Elizabeth Taylor: Tributes and memories from Wales

Elizabeth Taylor and Richard Burton in 1962
Image caption Elizabeth Taylor and Richard Burton in 1962

A close childhood friend of Richard Burton's has shared his memories of Elizabeth Taylor, who died on Wednesday.

Influential Welsh businessman Lord David Rowe-Beddoe described the couple as "the emperor and empress of the world in their time".

Lord Beddoe met Taylor soon after she and Burton fell in love on the set of Cleopatra in 1962.

He added: "She was an extraordinary and dynamic woman."

Friends with Burton since the men were teenagers, he recalls Taylor demanding Dom Perignon at an Oxfordshire pub in the late 1960s.

When none was available, she telephoned a London hotel and had some delivered, then treated everyone in the pub to a glass.

He said: "She was a wonderful person but a simple girl at heart.

"It was quite clear that they were two people who were absolutely destined for each other - they could not live apart and they could not live together, as history has shown.

"They remained in love all their lives, it was an enormous passion and a deep love, but I think professional jealousy led to a lot of arguments.

Image caption David Rowe-Beddoe knew Burton since the pair were teenagers

"They were the emperor and empress of the world in their time."

Paul Ferris, who wrote a biography of Burton, said he felt the Hollywood machine had eventually led to the demise of the pair's relationship.

He said: "Burton's foster father spoke to me sadly about the beginning of Taylor and Burton's relationship.

"I think he ached to see it as two people in love but he had to admit the Hollywood machine had obscured who they were and what mattered was what they had become, which was two people caught up in a blaze of publicity.

"I think Burton was an ordinary guy with an extraordinary talent.

"Taylor had the ideal of celebrity ingrained in her and I think they each had an agenda of their own.
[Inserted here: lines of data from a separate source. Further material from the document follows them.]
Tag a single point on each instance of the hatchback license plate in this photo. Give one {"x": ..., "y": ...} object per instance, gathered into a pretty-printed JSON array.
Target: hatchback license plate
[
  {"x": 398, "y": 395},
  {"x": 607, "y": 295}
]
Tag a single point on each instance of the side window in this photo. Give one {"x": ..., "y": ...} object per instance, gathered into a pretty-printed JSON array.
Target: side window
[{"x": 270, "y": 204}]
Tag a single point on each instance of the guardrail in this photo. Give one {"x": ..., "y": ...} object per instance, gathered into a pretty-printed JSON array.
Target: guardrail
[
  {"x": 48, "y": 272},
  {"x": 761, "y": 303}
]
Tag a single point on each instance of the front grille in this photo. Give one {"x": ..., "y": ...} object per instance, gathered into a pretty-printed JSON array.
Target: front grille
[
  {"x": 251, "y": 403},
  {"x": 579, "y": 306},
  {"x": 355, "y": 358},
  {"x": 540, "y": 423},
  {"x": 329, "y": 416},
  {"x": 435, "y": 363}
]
"He was the hero figure and Taylor was the queen of Hollywood - they just had to get married, but I think the artificiality infiltrated their relationship in the end."

Guy Masterson, the great-nephew of Burton, said Taylor was one of the most "beautiful and intoxicating" women in the world.
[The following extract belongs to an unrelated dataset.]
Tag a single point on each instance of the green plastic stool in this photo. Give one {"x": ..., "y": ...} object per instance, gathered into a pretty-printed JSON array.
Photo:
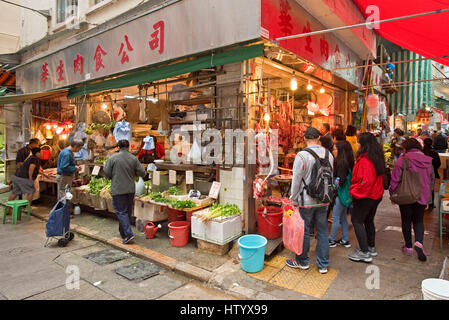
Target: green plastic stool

"We are very sad from the family's point of view but glad she is out of pain," he said.

"From my perspective, Elizabeth married my uncle when I was four and I grew up with her as my beautiful and glamorous auntie.

"Then I didn't know what a film star was - I only realised later the magnitude of her stardom.

"I have known her all my life so I grew up realising my glamorous auntie was one of the most beautiful and intoxicating women in the world."

He said her legacy would always live on, and the family were "so proud" of her work for charity.

"I know my uncle remained in love with her for the remainder of his life - the fire was never extinguished for those two," he said.

He added: "It is very sad because I had reproduced a bust of my uncle to give to her and I will never get to do that."

Historian Peter Stead, who has written a study of Burton's career - Richard Burton: So Much, So Little - said it was the end of an era.

He said as well their relationship being a "remarkable of the greatest of the 20th Century," Burton had been in awe of Taylor's talents as an actress and "learnt a great deal from her".

"Elizabeth Taylor was the last great queen of Hollywood, the surviving member of Hollywood royalty," he said.

Mark Jenkins wrote the solo stage play Playing Burton, a film of which is just entering post production and is due for release in April.

He said Taylor had hoped to attend the opening of the new Richard Burton Theatre at the Royal Welsh College of Music and Drama on 24 June.

Bitter feud

Two performances of Playing Burton will be shown.

He said: "I always felt I couldn't write a play about Richard Burton without Elizabeth Taylor looming large within that story.

"The film that always sticks in my mind is 'Who's Afraid of Virginia Woolf?' where they depicted such a bitter feud and you almost felt like they were playing themselves on screen.

"I also always recall a line in my play Burton says about meeting Taylor- 'we were like two stars in each other's orbit' which I think was an apt comment when you consider their story.

"They couldn't get away from each other, they were just drawn together with such an inextinguishable love."